We discovered that Uber's entry into the market leads to a decline in consumer default rates in a local area, resulting from access to a new and flexible employment opportunity and the enhanced ability to smooth income fluctuations. We also examined the differential effects of Uber’s entry based on income levels, and found that Uber’s entry benefited lower income areas more than higher income ones.

We also found that the effect of Uber’s entry on Chapter 7 personal bankruptcies is greater than that on Chapter 13 personal bankruptcies2, which is consistent with our intuition that Uber’s entry will mostly affect those with irregular or instable income streams. In addition, we do not find any significant changes in the business bankruptcy filings in regions where Uber has started offering services, which further validates the hypothesis that Uber’s operation in a local market is less likely to affect business’ profitability.

We also analysed which factors influenced Uber to enter or avoid a specific U.S. region. So far, we found that three main factors seem to explain what regions Uber enters earlier: regions with 1) a larger population, 2) higher personal income per capita, and 3) lower unemployment rate. These three characteristics are all positively correlated with Uber’s entry probability.

Up next: the economic impact of other sharing economy platforms (think Airbnb)

With the growth in the number and scope of sharing economy platforms, there is a pressing need to identify the costs and societal benefits of these companies. Our current study offers some initial evidence on the impact of Uber’s entry on consumers’ chances of falling into credit defaults. Our next step is to examine the economic impact of some other sharing economy platforms, such as Airbnb.

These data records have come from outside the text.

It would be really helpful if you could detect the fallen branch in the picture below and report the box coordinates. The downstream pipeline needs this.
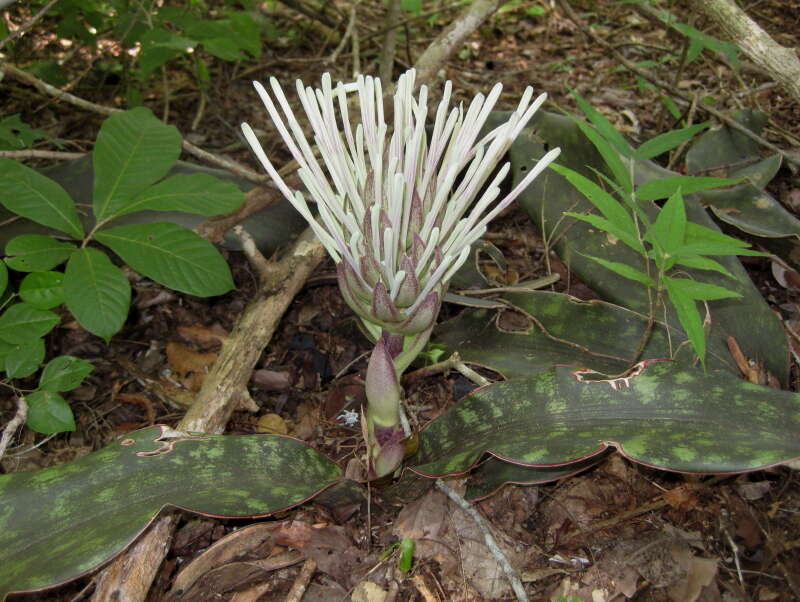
[697,0,800,103]
[436,479,528,602]
[75,0,500,602]
[0,397,28,460]
[558,0,800,168]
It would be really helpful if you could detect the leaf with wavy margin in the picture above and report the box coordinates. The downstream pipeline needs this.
[0,426,341,600]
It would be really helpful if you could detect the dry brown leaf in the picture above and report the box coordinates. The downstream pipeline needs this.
[394,490,521,600]
[251,369,292,391]
[167,343,217,391]
[350,581,389,602]
[178,324,228,349]
[172,523,275,595]
[256,414,289,435]
[273,520,360,588]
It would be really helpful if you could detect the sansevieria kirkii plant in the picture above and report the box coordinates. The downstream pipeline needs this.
[242,69,559,477]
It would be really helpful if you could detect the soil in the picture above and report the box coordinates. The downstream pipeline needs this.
[0,0,800,602]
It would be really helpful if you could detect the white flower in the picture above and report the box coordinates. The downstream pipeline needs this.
[242,69,559,334]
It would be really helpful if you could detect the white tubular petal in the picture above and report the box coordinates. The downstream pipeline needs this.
[468,148,561,233]
[509,94,547,141]
[389,270,406,301]
[369,205,381,261]
[241,123,294,203]
[415,228,439,280]
[442,247,470,286]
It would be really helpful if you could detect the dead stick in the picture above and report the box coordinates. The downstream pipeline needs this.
[558,0,800,166]
[0,397,28,459]
[436,479,528,602]
[87,0,499,602]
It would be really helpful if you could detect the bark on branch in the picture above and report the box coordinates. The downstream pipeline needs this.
[696,0,800,104]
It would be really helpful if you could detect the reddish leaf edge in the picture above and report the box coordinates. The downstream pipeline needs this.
[403,358,800,478]
[0,424,345,602]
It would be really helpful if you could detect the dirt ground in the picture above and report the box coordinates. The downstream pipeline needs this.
[0,0,800,602]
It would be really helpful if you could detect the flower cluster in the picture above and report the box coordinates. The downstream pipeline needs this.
[242,69,559,477]
[242,69,559,336]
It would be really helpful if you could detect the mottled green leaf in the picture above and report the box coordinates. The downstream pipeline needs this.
[95,222,233,297]
[19,272,64,309]
[466,454,606,501]
[0,427,341,599]
[411,361,800,476]
[0,157,83,238]
[64,247,131,341]
[25,391,75,435]
[39,355,94,391]
[112,173,244,216]
[5,234,77,272]
[434,290,737,378]
[506,111,788,382]
[0,303,58,343]
[92,107,181,221]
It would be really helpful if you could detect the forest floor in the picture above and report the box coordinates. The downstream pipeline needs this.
[0,0,800,602]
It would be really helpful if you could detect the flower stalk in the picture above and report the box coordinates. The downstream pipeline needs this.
[242,69,559,476]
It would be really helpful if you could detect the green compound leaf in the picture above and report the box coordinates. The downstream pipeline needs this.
[111,173,244,216]
[0,427,342,600]
[5,234,76,272]
[0,339,45,378]
[19,272,64,309]
[95,222,234,297]
[0,303,58,344]
[64,248,131,341]
[411,361,800,477]
[633,122,709,159]
[92,107,181,221]
[25,391,75,435]
[0,158,83,238]
[39,355,94,391]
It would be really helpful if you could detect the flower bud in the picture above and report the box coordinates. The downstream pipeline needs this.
[365,337,401,427]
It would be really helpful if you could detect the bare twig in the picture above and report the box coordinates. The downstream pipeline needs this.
[233,224,274,282]
[0,397,28,459]
[87,0,499,602]
[0,63,272,185]
[378,0,400,82]
[436,479,528,602]
[558,0,800,168]
[403,351,492,387]
[328,4,356,63]
[697,0,800,103]
[415,0,504,83]
[0,0,58,50]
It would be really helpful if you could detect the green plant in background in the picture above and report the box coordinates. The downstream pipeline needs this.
[242,69,559,477]
[12,0,270,105]
[550,94,768,365]
[0,108,244,433]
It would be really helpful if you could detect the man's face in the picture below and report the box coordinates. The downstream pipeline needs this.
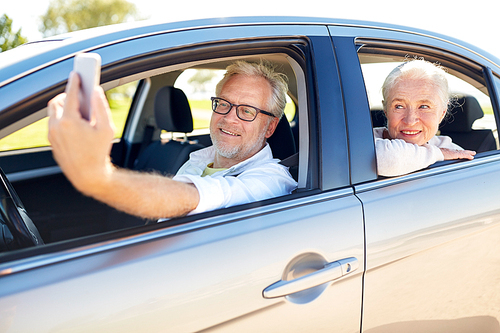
[210,74,279,168]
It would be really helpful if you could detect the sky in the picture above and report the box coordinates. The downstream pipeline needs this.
[0,0,500,58]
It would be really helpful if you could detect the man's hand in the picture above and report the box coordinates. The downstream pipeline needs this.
[48,72,114,194]
[439,148,476,160]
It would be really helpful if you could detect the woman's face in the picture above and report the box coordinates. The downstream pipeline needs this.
[385,79,446,146]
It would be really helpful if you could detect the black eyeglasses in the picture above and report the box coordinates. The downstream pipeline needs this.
[211,97,275,121]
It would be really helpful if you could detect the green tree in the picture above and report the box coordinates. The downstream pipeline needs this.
[39,0,138,37]
[0,14,28,52]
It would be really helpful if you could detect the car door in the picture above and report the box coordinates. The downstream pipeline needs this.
[0,25,364,332]
[331,29,500,332]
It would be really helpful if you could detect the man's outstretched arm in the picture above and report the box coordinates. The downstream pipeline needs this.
[48,73,199,219]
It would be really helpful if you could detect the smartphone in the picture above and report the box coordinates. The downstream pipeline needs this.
[73,53,101,120]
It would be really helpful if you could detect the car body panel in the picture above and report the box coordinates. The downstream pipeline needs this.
[0,191,364,332]
[357,157,500,332]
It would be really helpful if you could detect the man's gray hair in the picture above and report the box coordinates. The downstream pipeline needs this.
[382,59,450,109]
[215,60,288,118]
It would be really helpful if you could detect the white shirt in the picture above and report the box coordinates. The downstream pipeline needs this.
[373,127,463,177]
[173,143,297,214]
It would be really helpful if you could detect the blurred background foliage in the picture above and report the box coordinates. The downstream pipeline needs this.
[39,0,140,37]
[0,14,28,52]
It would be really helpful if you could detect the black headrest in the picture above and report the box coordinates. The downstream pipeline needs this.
[371,110,387,127]
[267,116,297,160]
[439,96,484,132]
[154,86,193,133]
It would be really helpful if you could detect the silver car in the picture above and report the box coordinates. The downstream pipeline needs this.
[0,17,500,333]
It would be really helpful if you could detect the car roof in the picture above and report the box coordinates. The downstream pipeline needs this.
[0,16,500,87]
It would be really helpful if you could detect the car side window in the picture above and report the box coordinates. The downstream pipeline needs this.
[0,82,137,151]
[360,54,499,153]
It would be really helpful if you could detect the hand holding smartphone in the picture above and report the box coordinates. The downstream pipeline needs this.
[73,53,101,120]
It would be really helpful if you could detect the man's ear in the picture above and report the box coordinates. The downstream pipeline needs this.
[266,117,280,139]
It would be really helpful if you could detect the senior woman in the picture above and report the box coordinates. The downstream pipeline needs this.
[373,60,476,176]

We will also examine different facets of the societal effects of the sharing economy in our future study, including the impacts of the sharing economy on consumption patterns. Our ultimate goal is to offer policy makers some valuable insights on the economic and societal effects of the sharing economy, which may inform new policy and regulation on the sharing economy.

Tingting Nian is Assistant Professor of Information Systems at the Paul Merage School of Business, University of California. Vijay Gurbaxani is Professor of Information Systems and Computer Science, and Director of the Center for Digital Transformation at the Paul Merage School of Business.


  1. The Economics and Statistics Administration of the U.S. Commerce Department defines the sharing economy, identifying the following four characteristics: 1) use of information technology systems, typically available via web-based platforms such as mobile apps on Internet-enabled devices to facilitate peer-to-peer transactions; 2) use of user-based rating systems for quality control; 3) provision of flexibility for workers in determining their working hours on these matching platforms; and 4) reliance on workers to provide the tools and assets necessary to provide a service (Telles, 2016).
  2. Under Chapter 7, in exchange for discharge of unsecured debts such as credit card debt, installment loans, medical bills, and damage claims, the bankruptcy trustee liquidates all the assets that are not exempt from collection and uses the proceeds to repay creditors. In Chapter 13 bankruptcy, debtors do not give up any assets in bankruptcy, but file a repayment plan with the appointed bankruptcy authority to pay back a portion of their debts from their future earnings.


  • Hall, Jonathan V., and Alan B. Krueger. "An analysis of the labor market for Uber’s driver-partners in the United States." ILR Review 71.3 (2018): 705-732.
  • Telles, Rudy. Digital matching firms: A new definition in the" sharing economy" space. US Department of Commerce, Economics and Statistics Administration, Office of the Chief Economist, 2016.